Une nouvelle inattendue. Cette soirée de bienfaisance à laquelle je devais assister prochainement et pour laquelle je devais venir accompagner pour donner le change me pesait. Mais soudain une éclaircie au milieu des nuages. Et pendant que j'écoutais les plates excuses de celle qui me laissait tomber et qui n'avait aucun intérêt pour moi, je me mis à sourire à l'idée de pouvoir passer cette soirée en sa compagnie.

L'occasion était trop belle. Comment l'inviter sans être maladroit ? J'en mourrai d'envie.

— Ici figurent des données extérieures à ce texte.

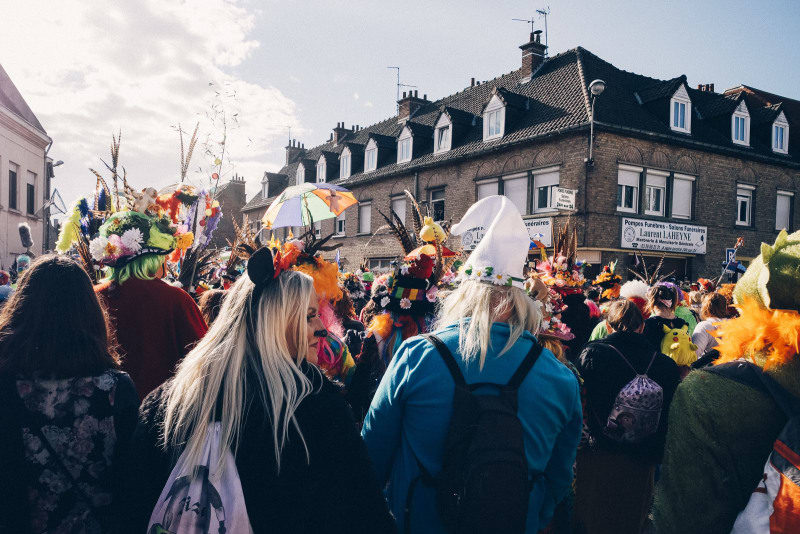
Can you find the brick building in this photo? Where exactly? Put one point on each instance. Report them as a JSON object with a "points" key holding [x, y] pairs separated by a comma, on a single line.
{"points": [[231, 197], [674, 170]]}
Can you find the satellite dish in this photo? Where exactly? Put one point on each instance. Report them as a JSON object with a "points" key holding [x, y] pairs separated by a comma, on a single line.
{"points": [[56, 202]]}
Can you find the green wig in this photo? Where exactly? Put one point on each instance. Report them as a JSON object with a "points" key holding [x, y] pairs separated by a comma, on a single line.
{"points": [[145, 267]]}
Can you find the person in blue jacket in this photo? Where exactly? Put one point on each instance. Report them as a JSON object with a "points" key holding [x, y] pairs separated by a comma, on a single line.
{"points": [[489, 327]]}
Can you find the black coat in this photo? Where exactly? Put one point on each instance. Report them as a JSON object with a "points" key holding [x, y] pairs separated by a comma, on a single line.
{"points": [[337, 492], [605, 373]]}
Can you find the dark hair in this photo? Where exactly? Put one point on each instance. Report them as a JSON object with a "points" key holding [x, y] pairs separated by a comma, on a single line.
{"points": [[624, 316], [661, 292], [54, 325], [714, 306], [210, 302]]}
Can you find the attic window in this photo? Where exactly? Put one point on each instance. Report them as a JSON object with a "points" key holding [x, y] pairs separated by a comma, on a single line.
{"points": [[442, 135], [321, 168], [344, 164], [680, 111], [740, 125], [494, 119], [404, 145], [780, 135]]}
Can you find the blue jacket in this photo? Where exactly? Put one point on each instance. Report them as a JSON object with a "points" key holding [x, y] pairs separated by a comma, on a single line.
{"points": [[411, 411]]}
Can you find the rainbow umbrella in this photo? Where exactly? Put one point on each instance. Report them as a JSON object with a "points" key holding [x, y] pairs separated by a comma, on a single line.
{"points": [[299, 205]]}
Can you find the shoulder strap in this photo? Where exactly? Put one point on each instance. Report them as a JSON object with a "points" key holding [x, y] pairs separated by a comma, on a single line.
{"points": [[753, 376], [522, 371], [448, 359]]}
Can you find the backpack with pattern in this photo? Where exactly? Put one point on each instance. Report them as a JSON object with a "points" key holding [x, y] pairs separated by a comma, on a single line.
{"points": [[637, 407]]}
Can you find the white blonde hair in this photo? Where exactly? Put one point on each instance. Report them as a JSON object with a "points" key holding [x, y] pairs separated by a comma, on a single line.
{"points": [[484, 304], [245, 352]]}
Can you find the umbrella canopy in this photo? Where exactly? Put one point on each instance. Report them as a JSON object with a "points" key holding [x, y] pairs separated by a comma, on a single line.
{"points": [[298, 205]]}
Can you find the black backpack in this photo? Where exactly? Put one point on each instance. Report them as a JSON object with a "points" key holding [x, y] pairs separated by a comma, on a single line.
{"points": [[484, 484]]}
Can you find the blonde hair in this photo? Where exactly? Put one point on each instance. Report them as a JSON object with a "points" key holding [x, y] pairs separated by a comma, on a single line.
{"points": [[246, 350], [485, 304]]}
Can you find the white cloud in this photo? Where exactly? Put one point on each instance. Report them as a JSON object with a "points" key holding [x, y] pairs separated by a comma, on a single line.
{"points": [[90, 68]]}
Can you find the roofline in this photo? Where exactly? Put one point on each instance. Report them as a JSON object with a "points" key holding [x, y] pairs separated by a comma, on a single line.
{"points": [[708, 147]]}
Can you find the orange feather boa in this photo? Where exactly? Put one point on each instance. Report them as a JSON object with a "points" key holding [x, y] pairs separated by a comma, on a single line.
{"points": [[772, 334]]}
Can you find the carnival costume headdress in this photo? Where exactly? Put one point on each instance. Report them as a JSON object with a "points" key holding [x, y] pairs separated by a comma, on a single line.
{"points": [[562, 270], [767, 330]]}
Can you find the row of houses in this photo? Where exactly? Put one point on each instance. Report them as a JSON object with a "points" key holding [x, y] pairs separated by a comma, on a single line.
{"points": [[660, 168]]}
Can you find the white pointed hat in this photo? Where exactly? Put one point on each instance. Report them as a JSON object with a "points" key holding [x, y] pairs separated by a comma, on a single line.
{"points": [[500, 256]]}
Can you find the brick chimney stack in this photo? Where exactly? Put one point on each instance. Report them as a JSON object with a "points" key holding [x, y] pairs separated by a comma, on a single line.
{"points": [[340, 132], [532, 54], [294, 151], [409, 105]]}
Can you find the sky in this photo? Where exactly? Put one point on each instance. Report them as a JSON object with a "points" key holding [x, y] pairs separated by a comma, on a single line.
{"points": [[250, 71]]}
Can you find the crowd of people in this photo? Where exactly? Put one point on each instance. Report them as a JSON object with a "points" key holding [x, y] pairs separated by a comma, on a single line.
{"points": [[150, 384]]}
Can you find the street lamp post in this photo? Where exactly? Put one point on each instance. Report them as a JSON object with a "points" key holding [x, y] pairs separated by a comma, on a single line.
{"points": [[596, 88]]}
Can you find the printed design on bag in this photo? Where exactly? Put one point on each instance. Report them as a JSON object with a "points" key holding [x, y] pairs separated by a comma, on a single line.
{"points": [[204, 508]]}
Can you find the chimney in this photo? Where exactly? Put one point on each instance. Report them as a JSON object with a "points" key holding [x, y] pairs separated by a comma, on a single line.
{"points": [[532, 54], [294, 151], [409, 105], [340, 132]]}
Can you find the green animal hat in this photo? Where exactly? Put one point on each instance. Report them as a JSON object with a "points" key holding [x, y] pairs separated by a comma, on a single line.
{"points": [[773, 278]]}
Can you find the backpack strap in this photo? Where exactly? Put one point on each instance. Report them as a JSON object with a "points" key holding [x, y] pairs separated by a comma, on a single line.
{"points": [[753, 376], [448, 359]]}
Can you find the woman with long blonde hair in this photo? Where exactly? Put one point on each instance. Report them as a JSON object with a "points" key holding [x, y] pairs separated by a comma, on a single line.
{"points": [[484, 333], [301, 464]]}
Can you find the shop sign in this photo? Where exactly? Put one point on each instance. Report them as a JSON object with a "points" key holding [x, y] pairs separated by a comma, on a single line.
{"points": [[540, 228], [640, 234], [565, 198]]}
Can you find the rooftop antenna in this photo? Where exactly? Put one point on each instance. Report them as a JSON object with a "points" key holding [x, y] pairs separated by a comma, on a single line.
{"points": [[544, 13], [399, 85]]}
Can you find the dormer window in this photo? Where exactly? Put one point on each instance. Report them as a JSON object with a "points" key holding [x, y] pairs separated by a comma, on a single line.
{"points": [[371, 156], [780, 134], [680, 111], [494, 119], [344, 163], [740, 125], [442, 134], [404, 146], [321, 169]]}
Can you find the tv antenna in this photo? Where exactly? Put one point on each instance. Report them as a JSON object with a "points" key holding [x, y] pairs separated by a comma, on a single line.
{"points": [[399, 85], [532, 22]]}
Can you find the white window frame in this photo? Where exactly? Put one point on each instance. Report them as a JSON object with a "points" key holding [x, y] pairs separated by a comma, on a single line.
{"points": [[322, 167], [443, 200], [340, 225], [442, 125], [345, 162], [394, 202], [741, 113], [681, 97], [495, 105], [361, 218], [783, 124], [371, 152], [518, 176], [790, 196], [626, 181], [655, 180], [406, 140], [744, 193], [543, 178], [684, 178]]}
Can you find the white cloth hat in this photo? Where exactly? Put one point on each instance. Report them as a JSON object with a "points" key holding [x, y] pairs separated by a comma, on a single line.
{"points": [[500, 256]]}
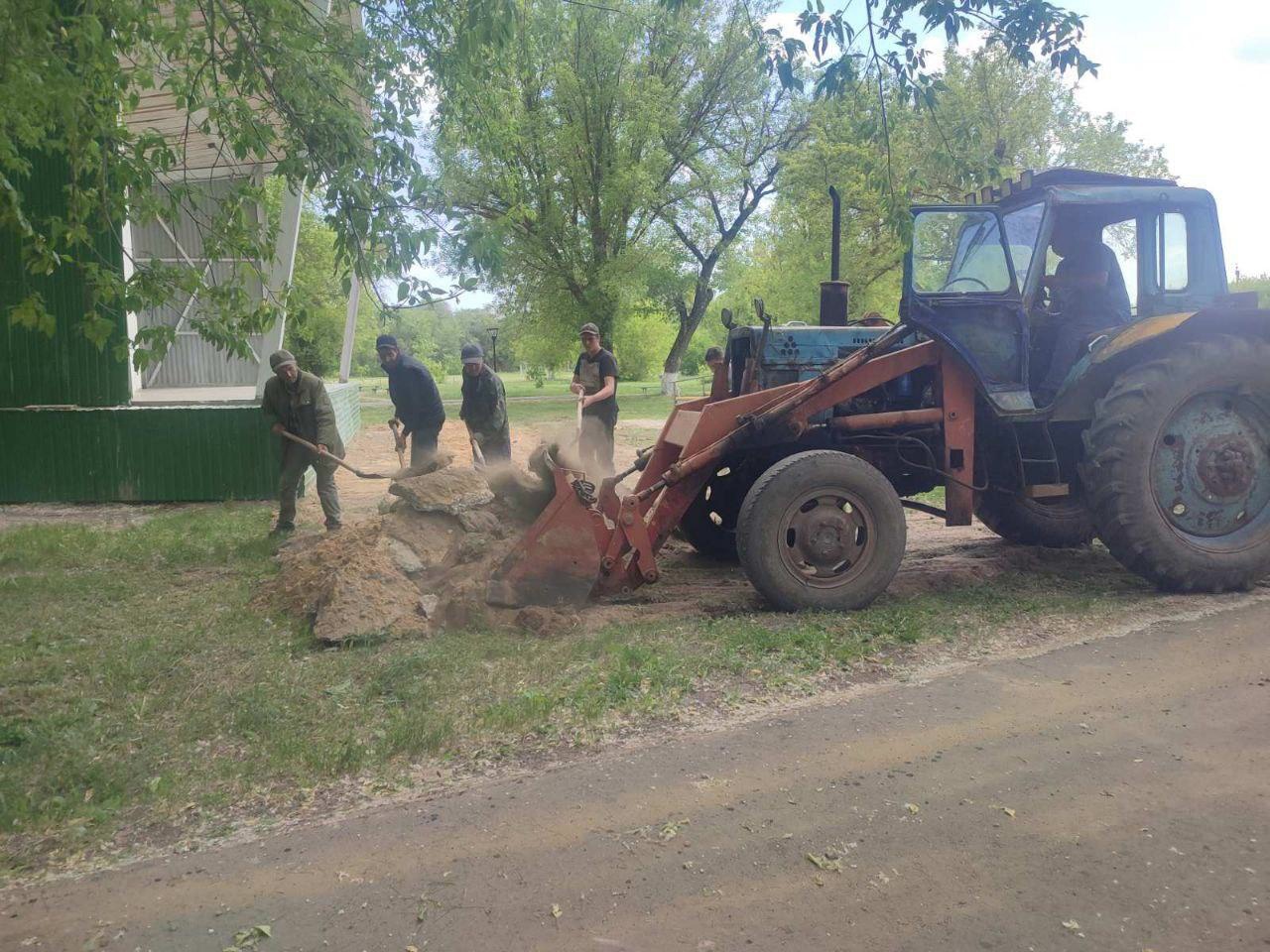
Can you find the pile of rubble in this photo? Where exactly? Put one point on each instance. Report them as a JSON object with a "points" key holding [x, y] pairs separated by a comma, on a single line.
{"points": [[421, 565]]}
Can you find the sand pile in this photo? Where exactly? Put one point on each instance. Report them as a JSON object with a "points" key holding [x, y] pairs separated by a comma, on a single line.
{"points": [[421, 566]]}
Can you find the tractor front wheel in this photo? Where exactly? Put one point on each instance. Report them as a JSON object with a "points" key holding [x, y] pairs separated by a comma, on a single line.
{"points": [[821, 530], [1178, 466]]}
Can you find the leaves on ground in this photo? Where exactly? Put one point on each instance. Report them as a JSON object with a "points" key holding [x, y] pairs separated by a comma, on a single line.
{"points": [[249, 938], [824, 862]]}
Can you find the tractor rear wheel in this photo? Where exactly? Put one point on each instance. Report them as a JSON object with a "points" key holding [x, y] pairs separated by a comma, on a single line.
{"points": [[1178, 466], [821, 530], [1060, 522], [708, 525]]}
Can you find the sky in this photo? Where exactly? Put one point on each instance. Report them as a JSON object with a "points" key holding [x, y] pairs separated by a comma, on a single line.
{"points": [[1193, 77], [1189, 76]]}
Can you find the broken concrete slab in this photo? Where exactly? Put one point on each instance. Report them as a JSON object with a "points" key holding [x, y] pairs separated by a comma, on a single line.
{"points": [[451, 492]]}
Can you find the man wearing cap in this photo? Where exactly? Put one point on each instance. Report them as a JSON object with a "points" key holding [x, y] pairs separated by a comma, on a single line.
{"points": [[416, 399], [594, 376], [484, 405], [296, 402]]}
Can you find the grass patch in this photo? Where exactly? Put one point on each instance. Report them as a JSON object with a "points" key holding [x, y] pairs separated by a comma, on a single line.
{"points": [[145, 690]]}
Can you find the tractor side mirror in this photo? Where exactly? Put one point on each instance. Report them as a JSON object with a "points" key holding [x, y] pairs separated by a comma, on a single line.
{"points": [[907, 282]]}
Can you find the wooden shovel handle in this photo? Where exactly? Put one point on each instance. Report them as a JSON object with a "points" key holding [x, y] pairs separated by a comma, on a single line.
{"points": [[353, 470]]}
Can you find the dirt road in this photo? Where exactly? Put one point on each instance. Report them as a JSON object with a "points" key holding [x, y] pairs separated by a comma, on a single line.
{"points": [[1109, 794]]}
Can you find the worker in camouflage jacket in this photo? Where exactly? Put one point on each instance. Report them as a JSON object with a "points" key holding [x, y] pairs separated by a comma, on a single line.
{"points": [[296, 402], [484, 408]]}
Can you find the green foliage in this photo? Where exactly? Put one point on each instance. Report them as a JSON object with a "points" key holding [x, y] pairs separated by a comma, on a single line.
{"points": [[644, 334], [993, 119], [1261, 285], [883, 41], [583, 171], [335, 105]]}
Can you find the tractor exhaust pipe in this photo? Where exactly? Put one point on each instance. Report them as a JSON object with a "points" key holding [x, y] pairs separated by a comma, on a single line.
{"points": [[834, 293]]}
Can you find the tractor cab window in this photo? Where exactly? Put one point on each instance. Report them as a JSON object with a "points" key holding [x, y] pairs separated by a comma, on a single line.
{"points": [[1121, 238], [1173, 270], [1023, 227], [959, 253]]}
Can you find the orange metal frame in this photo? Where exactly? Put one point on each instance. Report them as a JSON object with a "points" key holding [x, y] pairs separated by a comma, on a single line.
{"points": [[698, 434]]}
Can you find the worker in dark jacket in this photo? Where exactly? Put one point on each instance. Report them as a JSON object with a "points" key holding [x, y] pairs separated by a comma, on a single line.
{"points": [[416, 400], [484, 405], [298, 403], [594, 380]]}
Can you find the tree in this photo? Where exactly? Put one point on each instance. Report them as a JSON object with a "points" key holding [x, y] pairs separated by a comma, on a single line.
{"points": [[338, 108], [1246, 282], [993, 118], [724, 177]]}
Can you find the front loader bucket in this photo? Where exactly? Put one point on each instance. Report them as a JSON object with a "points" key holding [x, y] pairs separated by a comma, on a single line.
{"points": [[558, 561]]}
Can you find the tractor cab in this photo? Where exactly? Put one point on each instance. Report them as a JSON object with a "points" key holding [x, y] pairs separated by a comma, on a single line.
{"points": [[988, 277]]}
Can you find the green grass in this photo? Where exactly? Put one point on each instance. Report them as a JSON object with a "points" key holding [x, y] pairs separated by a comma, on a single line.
{"points": [[146, 690]]}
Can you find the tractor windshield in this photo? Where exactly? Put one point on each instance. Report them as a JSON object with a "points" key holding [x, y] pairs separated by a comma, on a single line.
{"points": [[1023, 227], [959, 253]]}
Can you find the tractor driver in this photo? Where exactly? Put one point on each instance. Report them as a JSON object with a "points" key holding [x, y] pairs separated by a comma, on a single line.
{"points": [[1087, 295]]}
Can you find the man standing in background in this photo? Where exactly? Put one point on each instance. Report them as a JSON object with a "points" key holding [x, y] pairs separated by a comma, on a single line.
{"points": [[594, 376], [298, 403], [416, 399], [484, 408]]}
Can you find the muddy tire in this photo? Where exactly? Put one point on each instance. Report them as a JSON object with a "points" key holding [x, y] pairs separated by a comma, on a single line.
{"points": [[710, 522], [821, 531], [1178, 466], [1062, 522]]}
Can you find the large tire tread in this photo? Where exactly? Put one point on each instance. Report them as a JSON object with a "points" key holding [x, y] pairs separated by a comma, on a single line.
{"points": [[1111, 470], [762, 563]]}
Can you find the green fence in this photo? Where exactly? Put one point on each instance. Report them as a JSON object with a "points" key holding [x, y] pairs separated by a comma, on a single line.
{"points": [[146, 453]]}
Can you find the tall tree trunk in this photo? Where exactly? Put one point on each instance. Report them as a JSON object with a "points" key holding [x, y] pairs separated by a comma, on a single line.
{"points": [[690, 318]]}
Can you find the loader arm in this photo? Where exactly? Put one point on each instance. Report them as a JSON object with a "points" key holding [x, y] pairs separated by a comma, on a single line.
{"points": [[607, 543]]}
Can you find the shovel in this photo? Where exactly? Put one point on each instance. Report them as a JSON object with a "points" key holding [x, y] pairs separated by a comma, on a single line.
{"points": [[398, 442], [353, 470]]}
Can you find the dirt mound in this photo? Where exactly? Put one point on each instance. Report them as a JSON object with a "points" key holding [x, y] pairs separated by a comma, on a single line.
{"points": [[444, 492], [422, 565]]}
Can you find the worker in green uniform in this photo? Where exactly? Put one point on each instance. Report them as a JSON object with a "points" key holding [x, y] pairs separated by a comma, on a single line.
{"points": [[484, 408], [296, 402]]}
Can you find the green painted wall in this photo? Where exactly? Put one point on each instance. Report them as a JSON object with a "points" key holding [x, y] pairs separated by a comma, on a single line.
{"points": [[63, 368], [146, 453]]}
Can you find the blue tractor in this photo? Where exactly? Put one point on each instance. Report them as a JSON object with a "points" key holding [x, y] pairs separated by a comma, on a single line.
{"points": [[1152, 431], [1067, 363]]}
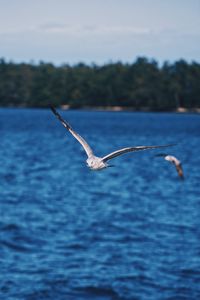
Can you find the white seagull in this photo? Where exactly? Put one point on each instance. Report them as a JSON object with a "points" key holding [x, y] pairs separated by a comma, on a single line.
{"points": [[99, 163], [174, 161]]}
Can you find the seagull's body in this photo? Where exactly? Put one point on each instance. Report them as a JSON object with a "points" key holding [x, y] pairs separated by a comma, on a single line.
{"points": [[174, 161], [95, 162]]}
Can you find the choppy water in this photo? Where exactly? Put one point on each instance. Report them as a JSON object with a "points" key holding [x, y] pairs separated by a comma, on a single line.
{"points": [[128, 232]]}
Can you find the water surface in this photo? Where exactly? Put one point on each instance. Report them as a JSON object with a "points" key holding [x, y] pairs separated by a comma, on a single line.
{"points": [[128, 232]]}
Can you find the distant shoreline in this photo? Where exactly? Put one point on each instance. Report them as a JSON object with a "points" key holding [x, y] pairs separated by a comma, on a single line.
{"points": [[180, 110], [130, 109]]}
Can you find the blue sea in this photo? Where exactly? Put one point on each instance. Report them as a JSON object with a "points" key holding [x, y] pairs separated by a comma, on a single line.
{"points": [[127, 232]]}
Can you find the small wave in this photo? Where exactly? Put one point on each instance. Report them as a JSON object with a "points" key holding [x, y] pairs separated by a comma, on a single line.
{"points": [[98, 292]]}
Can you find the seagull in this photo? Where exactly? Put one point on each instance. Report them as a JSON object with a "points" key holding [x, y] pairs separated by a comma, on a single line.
{"points": [[174, 161], [95, 162]]}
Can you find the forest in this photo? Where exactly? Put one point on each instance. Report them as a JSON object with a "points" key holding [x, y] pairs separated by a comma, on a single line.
{"points": [[141, 85]]}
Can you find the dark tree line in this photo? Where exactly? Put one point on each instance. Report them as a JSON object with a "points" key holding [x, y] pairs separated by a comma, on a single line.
{"points": [[140, 85]]}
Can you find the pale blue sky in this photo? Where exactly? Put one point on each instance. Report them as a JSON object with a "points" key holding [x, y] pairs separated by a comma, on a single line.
{"points": [[99, 31]]}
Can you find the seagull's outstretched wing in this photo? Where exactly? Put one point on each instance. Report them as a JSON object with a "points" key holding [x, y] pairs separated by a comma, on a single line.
{"points": [[86, 147], [131, 149]]}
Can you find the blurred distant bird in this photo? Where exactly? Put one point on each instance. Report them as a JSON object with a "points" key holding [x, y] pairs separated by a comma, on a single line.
{"points": [[99, 163], [174, 161]]}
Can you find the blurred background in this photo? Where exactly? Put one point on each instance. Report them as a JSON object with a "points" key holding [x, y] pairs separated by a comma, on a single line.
{"points": [[125, 73]]}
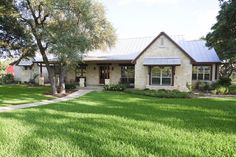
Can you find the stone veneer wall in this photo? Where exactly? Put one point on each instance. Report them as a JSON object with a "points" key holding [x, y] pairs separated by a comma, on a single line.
{"points": [[183, 73], [92, 74]]}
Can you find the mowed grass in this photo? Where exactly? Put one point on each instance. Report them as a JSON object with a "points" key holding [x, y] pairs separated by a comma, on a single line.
{"points": [[117, 124], [20, 94]]}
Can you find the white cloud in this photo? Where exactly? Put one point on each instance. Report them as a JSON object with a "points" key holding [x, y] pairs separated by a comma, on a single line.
{"points": [[147, 2]]}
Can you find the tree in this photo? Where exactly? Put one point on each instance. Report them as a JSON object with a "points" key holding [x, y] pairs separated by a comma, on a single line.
{"points": [[65, 28], [13, 37], [223, 36]]}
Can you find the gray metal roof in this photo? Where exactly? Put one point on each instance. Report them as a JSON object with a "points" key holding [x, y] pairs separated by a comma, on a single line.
{"points": [[129, 49], [162, 61], [26, 62], [124, 49], [198, 50]]}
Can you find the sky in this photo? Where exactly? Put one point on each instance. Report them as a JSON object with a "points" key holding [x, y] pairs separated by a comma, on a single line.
{"points": [[142, 18]]}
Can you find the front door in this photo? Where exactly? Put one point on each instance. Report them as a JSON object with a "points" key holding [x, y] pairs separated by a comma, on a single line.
{"points": [[104, 73]]}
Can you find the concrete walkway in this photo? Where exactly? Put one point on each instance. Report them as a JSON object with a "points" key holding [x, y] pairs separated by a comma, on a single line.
{"points": [[47, 102]]}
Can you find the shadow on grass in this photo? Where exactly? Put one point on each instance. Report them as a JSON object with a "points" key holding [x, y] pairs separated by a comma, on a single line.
{"points": [[113, 124], [19, 94]]}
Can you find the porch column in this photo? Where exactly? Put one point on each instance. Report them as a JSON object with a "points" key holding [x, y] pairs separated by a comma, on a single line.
{"points": [[149, 75], [41, 78]]}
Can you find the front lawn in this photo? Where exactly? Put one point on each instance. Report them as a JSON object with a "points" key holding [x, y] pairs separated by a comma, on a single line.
{"points": [[20, 94], [118, 124]]}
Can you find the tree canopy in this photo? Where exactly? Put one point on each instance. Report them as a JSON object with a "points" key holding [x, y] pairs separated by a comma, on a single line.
{"points": [[65, 28], [223, 36]]}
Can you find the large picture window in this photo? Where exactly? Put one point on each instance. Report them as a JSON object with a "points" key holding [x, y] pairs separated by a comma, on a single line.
{"points": [[127, 74], [80, 71], [161, 76], [201, 73]]}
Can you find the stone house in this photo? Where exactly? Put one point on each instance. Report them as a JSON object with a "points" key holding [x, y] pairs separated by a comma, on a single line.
{"points": [[159, 63]]}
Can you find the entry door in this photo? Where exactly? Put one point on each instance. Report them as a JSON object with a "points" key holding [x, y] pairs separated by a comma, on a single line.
{"points": [[104, 73]]}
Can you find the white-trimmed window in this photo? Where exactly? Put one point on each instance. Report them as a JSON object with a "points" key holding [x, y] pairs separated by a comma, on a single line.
{"points": [[161, 76], [201, 73]]}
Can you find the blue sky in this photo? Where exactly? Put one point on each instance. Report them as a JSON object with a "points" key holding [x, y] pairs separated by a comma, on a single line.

Ma confiance habituelle m'abandonnait, je doutais fortement. Et si elle refusait ?

Le téléphone collé à l'oreille, je réfléchissais déjà à un plan pour lui en parler. A Joan qui, d'avance je le savais, ne serait pas d'accord. Tout ce qui avait un rapport avec Lizzie était une mauvaise idée.

Lizzie... Lizzie... ce surnom m'était venu instinctivement.

Oui...instinctivement c'était elle ... Je la regardais et je me mis à soupirer d'envie, elle se retourna et me sourit.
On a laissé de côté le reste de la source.